La Fièvre : mains froides, front chaud

Par Joel Lelièvre le 2017/09

Après avoir composé et enregistré sous le nom de HMZ pendant près de 10 ans, Zéa Beaulieu-April et Marie-Audrey Leclerc, deux expats du Bas-du-Fleuve, ont décidé l’an dernier de renaître à travers une nouvelle esthétique, résolument électronique, sous le nom de La Fièvre. Depuis quelques mois, leur premier EP, Le Rituel, est disponible en ligne. 

Qui dit fièvre dit transe, et qui dit transe évoque l’occulte, auquel Le Rituel fait nettement allusion (surtout si vous avez l’édition VIP qui inclut un fanzine de rituels maison et tout le matériel requis pour procéder). À moins que vous ne viviez dans un coquillage, vous aurez remarqué la popularité dont jouissent actuellement la sorcellerie et son iconographie dans la culture populaire. Que ce soit en mode, en musique (pensons au style witch house ou au jeune rappeur Ghostemane), dans les livres ou à l’écran, la magie ressurgit avec éclat. 

Fidèle héritier de la culture goth dont il reprend certains éléments, ce courant ésotérique séduit depuis quelques années. On retrouve des néo-sorcières libérées de nombreux stéréotypes peu flatteurs d’antan dans la saga Harry Potter, dans la troisième saison de la populaire série American Horror Story ou encore dans le long-métrage Maleficent mettant en vedette Angelina Jolie…

Mais pourquoi un retour en force de ce symbole historiquement conspué?

En fait, il serait mal avisé de parler d’un retour, estiment ceux qui se penchent sur la question. Plutôt une réappropriation. Selon Tyler Breitfeller, journaliste au Kitsch Magazine, ces sorcières propulsées à l’avant-plan ne sont pas les harpies de Macbeth ou celle de Blanche-Neige, mais bien des femmes complexes et fortes. Kristen Korvette, du magazine Quartz, avance d’ailleurs que « [c]es sorcières incarnent une féminité libérée de l’influence masculine ou de son emprise ». C’est peut-être pourquoi nombreux sont ceux qui tracent un lien entre les reines de l’occulte à travers le temps et le féminisme, dont La Fièvre se réclame.

Socioculturellement, Ma-Au et Zéa sont des sorcières des temps modernes.

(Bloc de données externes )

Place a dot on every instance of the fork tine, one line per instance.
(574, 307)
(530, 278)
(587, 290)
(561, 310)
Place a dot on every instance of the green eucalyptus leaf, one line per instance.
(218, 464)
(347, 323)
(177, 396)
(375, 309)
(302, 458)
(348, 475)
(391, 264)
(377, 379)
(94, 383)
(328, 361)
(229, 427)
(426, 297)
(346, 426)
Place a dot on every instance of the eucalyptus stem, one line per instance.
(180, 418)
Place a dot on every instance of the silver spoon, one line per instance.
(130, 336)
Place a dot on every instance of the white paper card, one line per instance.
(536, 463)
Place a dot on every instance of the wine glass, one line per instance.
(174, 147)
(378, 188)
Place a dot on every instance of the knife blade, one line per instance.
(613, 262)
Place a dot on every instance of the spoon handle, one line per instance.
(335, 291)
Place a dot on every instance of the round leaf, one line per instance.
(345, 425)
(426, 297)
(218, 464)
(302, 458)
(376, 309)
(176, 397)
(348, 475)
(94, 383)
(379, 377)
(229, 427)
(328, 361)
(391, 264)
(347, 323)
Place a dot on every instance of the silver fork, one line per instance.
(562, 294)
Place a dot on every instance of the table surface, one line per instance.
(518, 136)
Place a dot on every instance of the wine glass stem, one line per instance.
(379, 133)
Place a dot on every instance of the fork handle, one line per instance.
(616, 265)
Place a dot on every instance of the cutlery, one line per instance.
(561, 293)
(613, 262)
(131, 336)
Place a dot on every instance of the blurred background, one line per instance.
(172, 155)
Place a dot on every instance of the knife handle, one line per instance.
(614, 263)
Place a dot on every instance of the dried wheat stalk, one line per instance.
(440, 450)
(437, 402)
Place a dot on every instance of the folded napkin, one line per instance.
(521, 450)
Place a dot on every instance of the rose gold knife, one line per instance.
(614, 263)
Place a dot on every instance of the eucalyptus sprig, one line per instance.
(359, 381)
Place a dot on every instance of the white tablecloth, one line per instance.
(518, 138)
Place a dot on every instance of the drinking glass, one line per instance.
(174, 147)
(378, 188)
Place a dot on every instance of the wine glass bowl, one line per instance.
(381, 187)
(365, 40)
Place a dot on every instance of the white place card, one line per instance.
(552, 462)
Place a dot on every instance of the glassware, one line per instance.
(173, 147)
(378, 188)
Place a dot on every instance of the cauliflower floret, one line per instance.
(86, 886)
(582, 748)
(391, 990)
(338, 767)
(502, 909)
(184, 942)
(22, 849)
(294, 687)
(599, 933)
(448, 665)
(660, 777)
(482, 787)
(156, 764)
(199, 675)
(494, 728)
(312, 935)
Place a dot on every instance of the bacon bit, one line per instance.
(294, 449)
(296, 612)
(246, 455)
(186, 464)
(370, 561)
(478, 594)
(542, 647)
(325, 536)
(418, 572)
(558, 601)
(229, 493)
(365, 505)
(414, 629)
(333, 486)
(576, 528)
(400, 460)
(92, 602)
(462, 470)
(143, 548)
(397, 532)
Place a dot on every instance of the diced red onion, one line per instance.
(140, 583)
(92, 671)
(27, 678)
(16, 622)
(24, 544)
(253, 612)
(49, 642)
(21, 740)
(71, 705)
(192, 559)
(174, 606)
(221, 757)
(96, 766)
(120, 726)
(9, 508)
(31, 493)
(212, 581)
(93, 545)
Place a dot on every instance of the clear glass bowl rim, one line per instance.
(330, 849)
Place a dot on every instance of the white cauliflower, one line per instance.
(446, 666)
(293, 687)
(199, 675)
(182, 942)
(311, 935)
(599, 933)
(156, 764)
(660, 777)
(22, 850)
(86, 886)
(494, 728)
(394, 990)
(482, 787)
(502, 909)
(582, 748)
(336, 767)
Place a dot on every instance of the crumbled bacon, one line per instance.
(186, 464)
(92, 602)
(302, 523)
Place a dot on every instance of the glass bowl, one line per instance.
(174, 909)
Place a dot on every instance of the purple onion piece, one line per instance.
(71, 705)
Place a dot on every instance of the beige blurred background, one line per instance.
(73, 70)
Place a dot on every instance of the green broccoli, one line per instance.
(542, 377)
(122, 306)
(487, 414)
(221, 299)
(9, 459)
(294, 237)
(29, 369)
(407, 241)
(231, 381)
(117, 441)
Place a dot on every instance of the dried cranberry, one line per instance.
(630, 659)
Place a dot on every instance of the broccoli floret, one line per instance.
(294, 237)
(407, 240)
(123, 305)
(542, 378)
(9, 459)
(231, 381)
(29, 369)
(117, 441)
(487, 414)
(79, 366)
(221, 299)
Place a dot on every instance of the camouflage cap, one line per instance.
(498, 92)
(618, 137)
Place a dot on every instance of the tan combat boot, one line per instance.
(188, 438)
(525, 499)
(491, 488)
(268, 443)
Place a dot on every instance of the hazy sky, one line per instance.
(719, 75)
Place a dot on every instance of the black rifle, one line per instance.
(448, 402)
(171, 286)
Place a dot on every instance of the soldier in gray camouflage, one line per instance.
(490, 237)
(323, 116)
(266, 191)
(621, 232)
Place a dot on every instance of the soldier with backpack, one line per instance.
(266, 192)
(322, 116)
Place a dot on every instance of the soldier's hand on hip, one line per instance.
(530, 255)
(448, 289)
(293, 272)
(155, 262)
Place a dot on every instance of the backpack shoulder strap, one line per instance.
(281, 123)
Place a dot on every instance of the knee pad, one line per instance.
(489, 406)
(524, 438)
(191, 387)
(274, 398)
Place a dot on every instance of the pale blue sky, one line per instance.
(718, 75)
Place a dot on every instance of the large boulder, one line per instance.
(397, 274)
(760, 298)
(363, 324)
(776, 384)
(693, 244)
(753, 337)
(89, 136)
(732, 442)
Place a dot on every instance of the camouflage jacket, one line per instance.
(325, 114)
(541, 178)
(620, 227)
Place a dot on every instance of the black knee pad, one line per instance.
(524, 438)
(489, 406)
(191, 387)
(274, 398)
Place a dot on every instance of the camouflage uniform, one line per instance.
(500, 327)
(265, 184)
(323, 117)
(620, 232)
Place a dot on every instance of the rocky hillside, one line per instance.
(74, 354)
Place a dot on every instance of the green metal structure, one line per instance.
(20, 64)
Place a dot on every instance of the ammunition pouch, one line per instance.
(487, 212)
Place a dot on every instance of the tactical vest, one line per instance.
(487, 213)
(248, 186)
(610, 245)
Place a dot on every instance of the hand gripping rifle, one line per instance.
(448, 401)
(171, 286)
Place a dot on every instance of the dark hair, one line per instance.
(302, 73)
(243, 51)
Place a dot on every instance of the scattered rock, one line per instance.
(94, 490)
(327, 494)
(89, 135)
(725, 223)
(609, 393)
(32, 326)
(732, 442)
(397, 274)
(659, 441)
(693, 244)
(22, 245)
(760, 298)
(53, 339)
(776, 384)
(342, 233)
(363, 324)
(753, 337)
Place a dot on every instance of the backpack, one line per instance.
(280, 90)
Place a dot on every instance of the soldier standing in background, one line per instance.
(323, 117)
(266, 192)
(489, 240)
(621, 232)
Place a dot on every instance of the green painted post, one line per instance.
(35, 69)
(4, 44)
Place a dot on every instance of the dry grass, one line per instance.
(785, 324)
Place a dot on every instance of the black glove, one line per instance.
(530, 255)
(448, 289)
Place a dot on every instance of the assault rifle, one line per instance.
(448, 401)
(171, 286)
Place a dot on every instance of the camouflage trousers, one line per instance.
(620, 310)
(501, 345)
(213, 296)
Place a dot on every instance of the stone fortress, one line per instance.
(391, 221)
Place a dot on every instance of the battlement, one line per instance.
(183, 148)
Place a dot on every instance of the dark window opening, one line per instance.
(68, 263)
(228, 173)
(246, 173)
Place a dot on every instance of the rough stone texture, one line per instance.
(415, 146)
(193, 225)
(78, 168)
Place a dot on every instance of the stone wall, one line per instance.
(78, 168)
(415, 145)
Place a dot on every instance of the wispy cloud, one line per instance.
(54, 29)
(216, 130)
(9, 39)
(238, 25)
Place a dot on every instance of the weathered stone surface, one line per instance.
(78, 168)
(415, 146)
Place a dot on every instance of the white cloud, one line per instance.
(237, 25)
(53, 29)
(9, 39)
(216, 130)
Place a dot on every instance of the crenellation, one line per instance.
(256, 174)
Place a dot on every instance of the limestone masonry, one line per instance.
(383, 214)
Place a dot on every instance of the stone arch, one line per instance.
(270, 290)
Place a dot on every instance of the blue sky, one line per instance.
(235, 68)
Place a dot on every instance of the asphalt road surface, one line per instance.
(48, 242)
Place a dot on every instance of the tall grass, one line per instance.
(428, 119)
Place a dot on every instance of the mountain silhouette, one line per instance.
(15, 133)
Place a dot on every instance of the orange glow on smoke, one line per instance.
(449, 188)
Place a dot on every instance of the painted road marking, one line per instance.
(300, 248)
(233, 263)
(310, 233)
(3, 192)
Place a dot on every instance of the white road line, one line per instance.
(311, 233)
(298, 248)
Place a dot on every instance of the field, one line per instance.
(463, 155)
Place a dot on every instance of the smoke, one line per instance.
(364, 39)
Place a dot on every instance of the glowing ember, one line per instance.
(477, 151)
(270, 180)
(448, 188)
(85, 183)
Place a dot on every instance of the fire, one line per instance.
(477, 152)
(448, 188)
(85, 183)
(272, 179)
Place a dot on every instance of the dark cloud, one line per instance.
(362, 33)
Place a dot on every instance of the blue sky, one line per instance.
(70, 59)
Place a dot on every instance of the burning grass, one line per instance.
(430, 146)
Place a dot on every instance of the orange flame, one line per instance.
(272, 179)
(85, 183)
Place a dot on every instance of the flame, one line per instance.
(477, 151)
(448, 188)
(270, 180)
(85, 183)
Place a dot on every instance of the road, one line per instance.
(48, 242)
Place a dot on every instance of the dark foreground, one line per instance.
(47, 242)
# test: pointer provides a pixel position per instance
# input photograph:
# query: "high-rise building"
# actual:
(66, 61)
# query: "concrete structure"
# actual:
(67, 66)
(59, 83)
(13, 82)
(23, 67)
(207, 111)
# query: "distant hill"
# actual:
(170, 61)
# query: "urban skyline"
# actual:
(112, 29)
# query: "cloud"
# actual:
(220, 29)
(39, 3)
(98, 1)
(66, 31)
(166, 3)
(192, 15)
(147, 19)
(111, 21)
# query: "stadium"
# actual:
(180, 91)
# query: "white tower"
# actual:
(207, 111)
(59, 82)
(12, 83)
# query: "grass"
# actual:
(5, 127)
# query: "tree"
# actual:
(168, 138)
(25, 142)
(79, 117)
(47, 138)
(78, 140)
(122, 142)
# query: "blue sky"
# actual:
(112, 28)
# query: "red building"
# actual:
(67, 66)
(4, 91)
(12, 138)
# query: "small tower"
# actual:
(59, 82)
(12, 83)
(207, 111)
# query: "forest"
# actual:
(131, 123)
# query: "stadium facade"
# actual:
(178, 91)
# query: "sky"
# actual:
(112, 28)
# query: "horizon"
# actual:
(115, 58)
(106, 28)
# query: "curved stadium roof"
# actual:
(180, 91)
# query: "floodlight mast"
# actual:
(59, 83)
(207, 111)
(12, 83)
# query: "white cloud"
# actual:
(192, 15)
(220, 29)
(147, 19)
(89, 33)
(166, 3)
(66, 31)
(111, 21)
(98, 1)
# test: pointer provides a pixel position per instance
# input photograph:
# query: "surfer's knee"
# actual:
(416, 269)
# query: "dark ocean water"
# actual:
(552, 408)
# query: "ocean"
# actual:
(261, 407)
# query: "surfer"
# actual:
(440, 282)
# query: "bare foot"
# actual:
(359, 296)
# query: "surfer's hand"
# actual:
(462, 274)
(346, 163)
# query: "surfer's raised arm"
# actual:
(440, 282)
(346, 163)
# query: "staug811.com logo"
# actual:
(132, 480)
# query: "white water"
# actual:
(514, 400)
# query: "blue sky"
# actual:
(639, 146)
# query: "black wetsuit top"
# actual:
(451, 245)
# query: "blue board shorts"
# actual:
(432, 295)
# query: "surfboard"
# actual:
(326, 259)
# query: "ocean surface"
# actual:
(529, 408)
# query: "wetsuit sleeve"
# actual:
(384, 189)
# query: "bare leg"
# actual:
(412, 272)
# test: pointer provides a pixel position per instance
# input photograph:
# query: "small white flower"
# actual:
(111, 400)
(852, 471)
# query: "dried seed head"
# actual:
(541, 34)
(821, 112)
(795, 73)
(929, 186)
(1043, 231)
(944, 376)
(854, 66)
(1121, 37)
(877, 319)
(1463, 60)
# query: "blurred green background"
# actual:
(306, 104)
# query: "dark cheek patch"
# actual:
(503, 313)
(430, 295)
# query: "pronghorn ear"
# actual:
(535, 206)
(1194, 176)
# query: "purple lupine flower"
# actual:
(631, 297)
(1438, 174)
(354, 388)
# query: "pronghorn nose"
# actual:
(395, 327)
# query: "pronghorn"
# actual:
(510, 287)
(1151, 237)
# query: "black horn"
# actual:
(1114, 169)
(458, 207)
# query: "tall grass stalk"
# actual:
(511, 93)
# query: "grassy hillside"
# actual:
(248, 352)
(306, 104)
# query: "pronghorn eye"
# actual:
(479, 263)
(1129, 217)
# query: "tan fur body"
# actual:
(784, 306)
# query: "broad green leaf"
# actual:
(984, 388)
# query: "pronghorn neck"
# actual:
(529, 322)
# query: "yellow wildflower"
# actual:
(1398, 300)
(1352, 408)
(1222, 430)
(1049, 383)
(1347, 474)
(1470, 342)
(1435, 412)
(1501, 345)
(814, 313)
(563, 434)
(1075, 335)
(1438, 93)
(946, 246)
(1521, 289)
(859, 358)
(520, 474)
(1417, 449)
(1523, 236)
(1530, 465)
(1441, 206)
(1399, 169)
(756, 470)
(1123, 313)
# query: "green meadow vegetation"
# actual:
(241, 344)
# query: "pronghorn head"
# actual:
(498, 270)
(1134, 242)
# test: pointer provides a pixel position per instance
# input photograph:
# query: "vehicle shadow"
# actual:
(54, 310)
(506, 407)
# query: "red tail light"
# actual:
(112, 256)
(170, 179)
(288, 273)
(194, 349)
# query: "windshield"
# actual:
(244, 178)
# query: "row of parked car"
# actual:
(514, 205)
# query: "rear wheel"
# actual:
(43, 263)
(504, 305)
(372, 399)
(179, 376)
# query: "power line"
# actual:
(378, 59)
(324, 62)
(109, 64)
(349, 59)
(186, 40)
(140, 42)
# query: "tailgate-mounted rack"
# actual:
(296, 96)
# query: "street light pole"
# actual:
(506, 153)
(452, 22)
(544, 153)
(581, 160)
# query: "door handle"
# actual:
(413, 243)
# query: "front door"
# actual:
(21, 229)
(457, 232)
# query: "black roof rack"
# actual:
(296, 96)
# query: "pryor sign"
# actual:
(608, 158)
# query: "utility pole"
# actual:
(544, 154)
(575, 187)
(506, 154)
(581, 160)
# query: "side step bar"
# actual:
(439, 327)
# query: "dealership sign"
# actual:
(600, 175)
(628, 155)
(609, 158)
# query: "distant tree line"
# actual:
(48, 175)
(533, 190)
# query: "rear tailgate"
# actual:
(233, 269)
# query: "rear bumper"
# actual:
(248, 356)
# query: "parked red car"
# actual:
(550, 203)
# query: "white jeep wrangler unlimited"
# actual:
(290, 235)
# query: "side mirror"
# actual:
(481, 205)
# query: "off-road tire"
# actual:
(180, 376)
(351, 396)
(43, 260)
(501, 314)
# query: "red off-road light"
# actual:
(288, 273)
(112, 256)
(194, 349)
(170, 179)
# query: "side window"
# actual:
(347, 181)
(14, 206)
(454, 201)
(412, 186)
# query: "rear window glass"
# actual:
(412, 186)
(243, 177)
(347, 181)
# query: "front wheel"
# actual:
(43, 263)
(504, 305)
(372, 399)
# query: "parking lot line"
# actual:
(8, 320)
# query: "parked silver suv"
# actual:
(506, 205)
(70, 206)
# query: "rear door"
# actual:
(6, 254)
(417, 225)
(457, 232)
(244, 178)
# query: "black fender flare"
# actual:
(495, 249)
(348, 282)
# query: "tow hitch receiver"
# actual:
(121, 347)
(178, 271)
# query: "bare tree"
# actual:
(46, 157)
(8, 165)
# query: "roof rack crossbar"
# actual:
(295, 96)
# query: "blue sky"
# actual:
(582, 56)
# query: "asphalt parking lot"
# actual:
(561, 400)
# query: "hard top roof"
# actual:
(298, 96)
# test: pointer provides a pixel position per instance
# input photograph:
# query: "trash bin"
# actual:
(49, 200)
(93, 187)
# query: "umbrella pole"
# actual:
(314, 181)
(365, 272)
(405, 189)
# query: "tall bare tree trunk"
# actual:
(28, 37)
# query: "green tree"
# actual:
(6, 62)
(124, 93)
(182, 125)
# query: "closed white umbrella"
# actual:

Si on est porté à croire que le monde des arts est plus sensible à la cause des femmes, il reste encore beaucoup à faire, selon les deux artistes, du moins du côté de la scène musicale : le mansplaining demeure monnaie courante, les conceptions erronées, avec ou sans mauvaise intention, aussi. Dans un contexte où l’androcentrisme et ses dérives (la culture du viol, un misogyne fieffé à la Maison Blanche, Roosh V, le néo-masculinisme, etc.) font les choux gras des médias, le discours féministe retrouve de sa vigueur et de sa crédibilité aux yeux du public. La Fièvre entend contribuer à ce mouvement, le féminisme étant inhérent à sa pratique.

Un rituel

Avec la voix de Zéa portée à l’avant du mix, les thèmes exploités et des mélodies plus polies qu’affûtées, Le Rituel sonne résolument féminin. On pense d’ailleurs à un cortège de femmes à l’écoute des premières offrandes de La Fièvre : Björk et son lyrisme mystérieux, Fanny Bloom et sa touche acidulée, l’intimité et les envolées de Nicole Miglis, PJ Harvey pour l’aplomb occasionnel, sans oublier Grimes et sa pop d’avant-garde ou le doux vaudou de Fever Ray!

Pièce par pièce : « La Chienne » se déballe comme un bonbon. Très pop, l’entrée en matière pourrait se prêter à la foulée d’un jogging. « Les érables rouges » ralentit la cadence et présente une structure plus atypique où un pouls d’incantation, presque sensuel, façon r’n’b 2.0, se précipite finalement vers un point d’orgue dansant, extatique. Avec « Sans rêve », on bascule dans l’ombre. Plutôt tiède, la pièce évoque une performance spoken word. Moins de rythme, davantage de texture, une transition ne se fait pas sans heurt. « Gauchetière » qui prend le relais ne propose pas de point d’appui : sorte d’illumination pop-rap saupoudrée de paillettes, c’est néanmoins la pièce la plus étrange, avec de fort jolis passages en langue inconnue. Le cinquième et dernier rituel s’invite dans une autre cassure sèche, mais il s’avère toutefois de loin le plus envoûtant : « Nous reculons » catalyse tout le morfil et la détermination de La Fièvre. Gorgé d’urgence, limite paranoïaque, il se prête parfaitement au timbre un peu éteint de Zéa. Trent Reznor approuverait.

Un fantastique amalgame d’influences et d’idées! Mais dompter une chimère prend du temps. Si les deux artistes confirment avoir voulu se réinventer, la chrysalide ne semble pas encore prête à éclore sur Le Rituel, ce que le format EP tend à pardonner. La Fièvre devra néanmoins resserrer son spectre sans perdre ses coudées franches et forger des textes moins cryptiques ou plus évocateurs pour l’auditeur. Cela étant dit, d’après les cinq pièces présentées, le duo dispose de suffisamment d’idées, de passion et de compétence pour poursuivre son élan sur la scène québécoise et au-delà.